Deputy Minister for Energy (Mr. K. T. Hammond): Mr. Speaker, I rise to associate myself with what has been said and first, to congratulate the Minister who is also a member of this House for this process in the country, and of course the President, who has made himself available for this review.
Mr. Speaker, the point has been made that the Government must take blame or indeed that there is some hypocrisy in this whole process, because to start with, you have a President who has opened himself up: for his peers to look into what has been happening in his country. Mr. Speaker, it is said that that is not in keeping with the process. Mr. Kwabena Agyapong has specifically been mentioned that he has made all those comments heaping praises on the Government and on the President. Mr. Speaker, I think we should put this in perspective.
A President is the head of a country and by its very nature, this process encapsulates having to look at the whole political, constitutional, and legal processes in a particular country. So by necessity the head would have to open himself up. And so if in the process of opening himself up a point is made, for example, that we have made progress in our democracy and that the progress has its genesis in the period when the constitutional regime started in the country and so the Government before the current Government took the reins of power in this country also must share in whatever the findings are, Mr. Speaker, I for myself, cannot see any hypocrisy in that.

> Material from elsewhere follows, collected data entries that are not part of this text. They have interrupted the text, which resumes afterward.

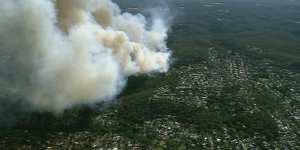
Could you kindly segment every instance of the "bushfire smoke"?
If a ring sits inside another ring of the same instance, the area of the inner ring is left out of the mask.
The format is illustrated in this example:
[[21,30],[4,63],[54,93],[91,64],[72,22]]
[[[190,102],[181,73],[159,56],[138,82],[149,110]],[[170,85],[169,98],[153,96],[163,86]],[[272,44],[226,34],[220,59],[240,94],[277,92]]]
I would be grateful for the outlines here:
[[0,0],[0,85],[37,110],[111,100],[131,75],[166,72],[168,26],[110,0]]

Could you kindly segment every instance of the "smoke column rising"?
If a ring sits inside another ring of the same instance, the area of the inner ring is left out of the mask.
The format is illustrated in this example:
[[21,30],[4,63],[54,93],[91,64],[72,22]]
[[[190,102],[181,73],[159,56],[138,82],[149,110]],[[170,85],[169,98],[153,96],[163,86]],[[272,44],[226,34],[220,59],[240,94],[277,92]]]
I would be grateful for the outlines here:
[[131,75],[166,72],[168,26],[110,0],[0,0],[2,93],[61,112],[111,100]]

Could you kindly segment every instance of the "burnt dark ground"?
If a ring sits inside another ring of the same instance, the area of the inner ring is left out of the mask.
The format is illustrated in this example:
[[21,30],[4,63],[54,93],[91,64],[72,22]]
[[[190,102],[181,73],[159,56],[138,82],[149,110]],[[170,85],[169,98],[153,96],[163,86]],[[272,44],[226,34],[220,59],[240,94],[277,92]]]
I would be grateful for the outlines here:
[[299,2],[169,6],[168,73],[130,78],[112,104],[2,113],[0,149],[300,149]]

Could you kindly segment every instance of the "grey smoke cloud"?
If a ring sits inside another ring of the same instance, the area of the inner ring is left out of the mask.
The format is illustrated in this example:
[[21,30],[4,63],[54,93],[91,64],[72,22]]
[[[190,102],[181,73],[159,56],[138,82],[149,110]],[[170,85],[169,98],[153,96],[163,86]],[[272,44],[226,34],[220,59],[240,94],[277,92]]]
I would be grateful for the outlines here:
[[[131,75],[166,72],[168,24],[110,0],[0,0],[0,85],[61,112],[114,98]],[[2,100],[3,101],[3,100]]]

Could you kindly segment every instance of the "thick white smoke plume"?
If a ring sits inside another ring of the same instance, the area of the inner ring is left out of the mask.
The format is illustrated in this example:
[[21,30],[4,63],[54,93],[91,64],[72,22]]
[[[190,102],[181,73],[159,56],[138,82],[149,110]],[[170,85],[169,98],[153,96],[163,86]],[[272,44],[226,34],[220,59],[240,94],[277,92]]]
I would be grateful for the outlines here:
[[0,85],[38,110],[112,99],[131,75],[168,70],[168,28],[110,0],[0,0]]

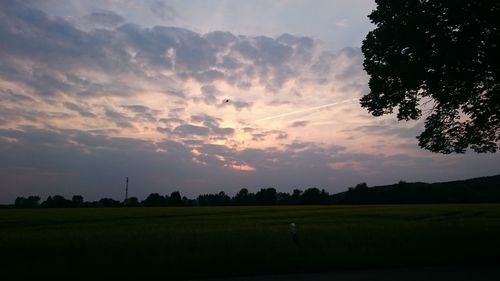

Because seriously speaking, democracy on paper, at least, did not start with the Government of the NPP. It is the good governance as we witnessed that the NPP
takes credit for. [Hear! Hear!] We must be careful, Mr. Speaker, the kind of things that we say in this House. Television cameras, everybody, the world, they are listening. The hon. Member for Bole/ Bamboi, John Mahama, my very good friend -- I like him very much -- when he said that this House is the bastion of democracy.